What you described is a form of exponential distribution, and you want to estimate the parameters of the exponential distribution, given the probability density observed in your data. Instead of using non-linear regression method (which assumes the residue errors are Gaussian distributed), one correct way is arguably a MLE (maximum likelihood estimation).

scipy provides a large number of continuous distributions in its stats library, and the MLE is implemented with the .fit() method.
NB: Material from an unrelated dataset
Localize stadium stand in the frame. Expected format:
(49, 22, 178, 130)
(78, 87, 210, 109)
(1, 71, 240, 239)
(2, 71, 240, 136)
Of course, exponential distribution is there:

In [1]:

import numpy as np
import scipy.stats as ss
import matplotlib.pyplot as plt
%matplotlib inline
In [2]:
#generate data 
X = ss.expon.rvs(loc=0.5, scale=1.2, size=1000)

#MLE
P = ss.expon.fit(X)
print P
(0.50046056920696858, 1.1442947648425439)
#not exactly 0.5 and 1.2, due to being a finite sample

In [3]:
#plotting
rX = np.linspace(0,10, 100)
rP = ss.expon.pdf(rX, *P)
#Yup, just unpack P with *P, instead of scale=XX and shape=XX, etc.
In [4]:

#need to plot the normalized histogram with `normed=True`
plt.hist(X, normed=True)
plt.plot(rX, rP)
Out[4]:

Your distance will replace X here.